Corollary 9.2.9.5. Let $n$ be an integer, let $S_{L}$ denote the collection of all $n$-connective morphisms between Kan complexes, and let $S_{R}$ denote the collection of all $(n-1)$-truncated morphisms between Kan complexes. Then the pair $(S_ L, S_ R)$ determines a factorization system on the $\infty $-category $\operatorname{\mathcal{S}}$.

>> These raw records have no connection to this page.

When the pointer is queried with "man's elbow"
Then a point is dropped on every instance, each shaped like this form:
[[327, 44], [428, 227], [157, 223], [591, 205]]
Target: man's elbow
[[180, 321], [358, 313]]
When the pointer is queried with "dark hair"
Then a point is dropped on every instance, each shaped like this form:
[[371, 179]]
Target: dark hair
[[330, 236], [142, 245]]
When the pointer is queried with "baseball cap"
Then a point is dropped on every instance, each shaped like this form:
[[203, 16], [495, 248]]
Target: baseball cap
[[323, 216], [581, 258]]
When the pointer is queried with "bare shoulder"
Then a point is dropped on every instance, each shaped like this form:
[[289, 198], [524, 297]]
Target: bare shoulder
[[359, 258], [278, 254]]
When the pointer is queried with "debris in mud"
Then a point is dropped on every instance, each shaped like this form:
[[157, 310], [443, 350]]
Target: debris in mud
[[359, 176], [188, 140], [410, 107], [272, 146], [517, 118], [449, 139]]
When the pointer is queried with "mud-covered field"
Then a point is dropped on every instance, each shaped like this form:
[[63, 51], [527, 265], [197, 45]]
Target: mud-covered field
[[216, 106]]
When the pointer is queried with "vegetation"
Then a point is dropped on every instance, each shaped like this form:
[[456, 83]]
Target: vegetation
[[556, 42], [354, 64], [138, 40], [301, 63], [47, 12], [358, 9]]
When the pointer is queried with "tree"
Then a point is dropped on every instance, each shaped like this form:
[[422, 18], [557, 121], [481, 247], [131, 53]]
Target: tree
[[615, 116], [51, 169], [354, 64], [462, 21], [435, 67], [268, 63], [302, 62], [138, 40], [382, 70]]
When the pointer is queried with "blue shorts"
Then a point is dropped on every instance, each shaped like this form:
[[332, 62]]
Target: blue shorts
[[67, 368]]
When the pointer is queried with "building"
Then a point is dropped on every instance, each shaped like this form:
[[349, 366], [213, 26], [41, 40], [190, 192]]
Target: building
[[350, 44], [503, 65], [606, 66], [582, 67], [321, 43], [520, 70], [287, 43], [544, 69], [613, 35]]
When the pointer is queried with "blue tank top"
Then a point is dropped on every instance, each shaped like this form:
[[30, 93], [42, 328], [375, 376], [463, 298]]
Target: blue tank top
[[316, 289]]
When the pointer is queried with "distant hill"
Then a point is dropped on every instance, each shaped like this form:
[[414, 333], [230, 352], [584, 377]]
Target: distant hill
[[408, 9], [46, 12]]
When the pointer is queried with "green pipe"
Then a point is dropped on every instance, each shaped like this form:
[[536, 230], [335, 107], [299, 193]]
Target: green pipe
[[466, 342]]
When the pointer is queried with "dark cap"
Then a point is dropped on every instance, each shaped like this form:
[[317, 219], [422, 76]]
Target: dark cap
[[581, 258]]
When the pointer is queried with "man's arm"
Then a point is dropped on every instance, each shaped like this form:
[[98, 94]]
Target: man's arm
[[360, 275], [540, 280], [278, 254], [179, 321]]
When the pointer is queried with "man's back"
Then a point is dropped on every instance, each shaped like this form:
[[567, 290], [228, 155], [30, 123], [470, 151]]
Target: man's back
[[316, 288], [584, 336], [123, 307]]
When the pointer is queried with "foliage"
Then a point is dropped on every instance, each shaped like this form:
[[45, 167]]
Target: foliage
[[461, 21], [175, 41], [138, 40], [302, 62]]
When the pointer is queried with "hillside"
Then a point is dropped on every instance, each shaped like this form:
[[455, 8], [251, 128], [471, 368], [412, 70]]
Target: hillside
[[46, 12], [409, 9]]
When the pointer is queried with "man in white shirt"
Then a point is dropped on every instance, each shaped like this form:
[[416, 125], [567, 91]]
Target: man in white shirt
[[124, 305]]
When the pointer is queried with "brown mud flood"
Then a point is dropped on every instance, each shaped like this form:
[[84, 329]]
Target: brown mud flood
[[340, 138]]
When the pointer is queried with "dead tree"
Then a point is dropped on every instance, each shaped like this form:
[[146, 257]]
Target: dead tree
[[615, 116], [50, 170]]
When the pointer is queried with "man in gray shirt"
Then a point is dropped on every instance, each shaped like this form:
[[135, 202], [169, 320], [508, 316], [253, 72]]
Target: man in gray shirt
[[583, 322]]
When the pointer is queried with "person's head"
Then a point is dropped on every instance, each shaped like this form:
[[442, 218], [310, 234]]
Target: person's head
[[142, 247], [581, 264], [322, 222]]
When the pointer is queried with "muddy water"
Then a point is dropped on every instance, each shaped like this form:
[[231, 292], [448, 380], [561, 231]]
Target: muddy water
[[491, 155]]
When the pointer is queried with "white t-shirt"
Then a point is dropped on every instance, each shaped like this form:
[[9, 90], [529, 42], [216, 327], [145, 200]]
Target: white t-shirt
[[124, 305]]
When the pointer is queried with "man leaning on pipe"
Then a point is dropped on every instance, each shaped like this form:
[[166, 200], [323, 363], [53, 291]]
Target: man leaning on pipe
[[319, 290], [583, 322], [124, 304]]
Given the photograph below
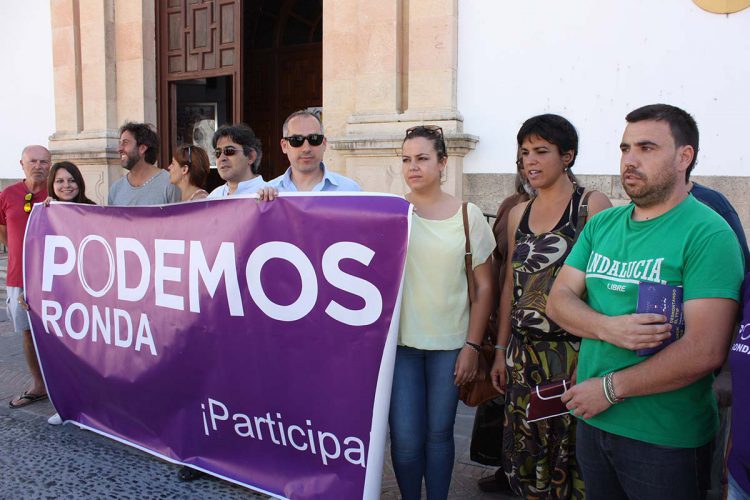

$\Newextarrow{\xhookrightarrow}{10,10}{0x21AA}$
Proof. Recall that a morphism of Kan complexes is $n$-connective if and only if it is categorically $n$-connective (Example 4.8.7.3), and $(n-1)$-truncated if and only if it is essentially $(n-1)$-categorical (Example 4.8.6.3). It follows immediately from Proposition 9.2.9.4 that $S_{L}$ and $S_{R}$ are closed under isomorphism, and that $S_{L}$ is left orthogonal to $S_{R}$. To complete the proof, it suffices to show that every morphism of Kan complexes $f: X \rightarrow Z$ admits a factorization $X \xrightarrow {f_{L}} Y \xrightarrow {f_{R}} Z$, where $f_{L}$ is $n$-connective and $f_{R}$ is $(n-1)$-truncated. This is the content of Corollary 4.8.8.9. $\square$